Experimental Workflow

   The samples were prepared according to the Illumina TruSeq Nano DNA library preparation guide or TruSeq DNA PCR-free library preparation guide. The libraries were sequenced using Illumina platform.

◦ Experimental Procedure

  • DNA fragmentation
Each sequenced sample is prepared according to the Illumina TruSeq DNA sample preparation guide to obtain a final library of 300-400 bp average insert size. One microgram (TruSeq DNA PCR-free library) or 100 nanogram (TruSeq Nano DNA library) of genomic DNA is fragmented by covaris systems, which generates dsDNA fragments with 3' or 5' overhangs.

  • End repair and size selection
The double-strand DNA fragments with 3' or 5' overhangs are converted into blunt ends using an End Repair Mix. The 3' to 5' exonuclease removes the 3' overhangs, and the polymerase fills in the 5' overhangs. Following the end repair, the appropriate library size is selected using different ratios of the Sample Purification Beads.

  • Adenylation of 3' end
A single 'A' nucleotide is added to the 3' ends of the blunted fragments to prevent them from ligating to one another during the adapter ligation reaction. A corresponding single 'T' nucleotide on the 3' end of the adapter provides a complementary overhang for ligating the adapter to the fragment.

  • Adapters ligation
Multiple indexing adapters are ligated to the ends of the DNA fragments to prepare them for hybridization onto a flow cell.

  • DNA fragments enrichment (TruSeq Nano DNA library only)
PCR is used to amplify the enriched DNA library for sequencing. The PCR is performed with a PCR primer solution that anneals to the ends of each adapters.

  • Library validation
Macrogen performs quality control analysis on the sample library and quantification of the DNA library templates.

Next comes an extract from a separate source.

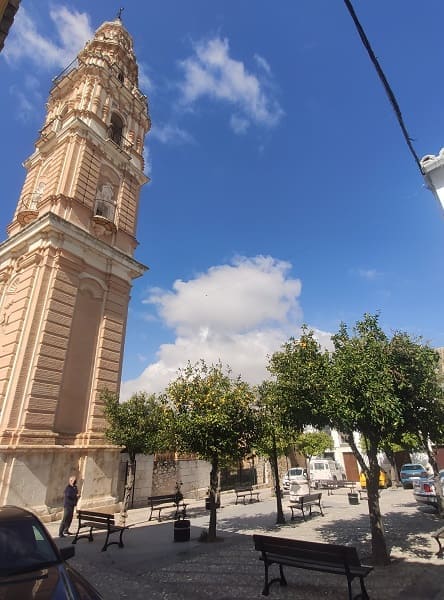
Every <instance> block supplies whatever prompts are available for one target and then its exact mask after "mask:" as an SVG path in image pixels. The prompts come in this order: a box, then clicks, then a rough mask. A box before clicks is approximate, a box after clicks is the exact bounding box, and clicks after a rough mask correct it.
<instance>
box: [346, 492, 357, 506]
mask: <svg viewBox="0 0 444 600" xmlns="http://www.w3.org/2000/svg"><path fill="white" fill-rule="evenodd" d="M348 503H349V504H359V494H358V492H349V494H348Z"/></svg>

   For cluster generation, the library is loaded into a flow cell where fragments are captured on a lawn of surface-bound oligos complementary to the library adapters. Each fragment is then amplified into distinct, clonal clusters through bridge amplification. When cluster generation is complete, the templates are ready for sequencing. Illumina SBS technology utilizes a proprietary reversible terminator-based method that detects single bases as they are incorporated into DNA template strands. As all 4 reversible, terminator-bound dNTPs are persent during each sequencing cycle, natural competition minimizes incorporation bias and greatly reduces raw error rates compared to other technologies. The result is highly accurate base-by-base sequencing that virtually eliminates sequence-context-specific errors, even within repetitive sequence regions and homopolymers.

   The Illumina Platform generates raw images and base calling through an integrated primary analysis software called RTA (real time analysis). The BCL/cBCL (base calls) binary is converted into FASTQ using illumina package bcl2fastq2-v2.20.0. The demultiplexing option (--barcode-mismatches) was set to perfect match (value : 0).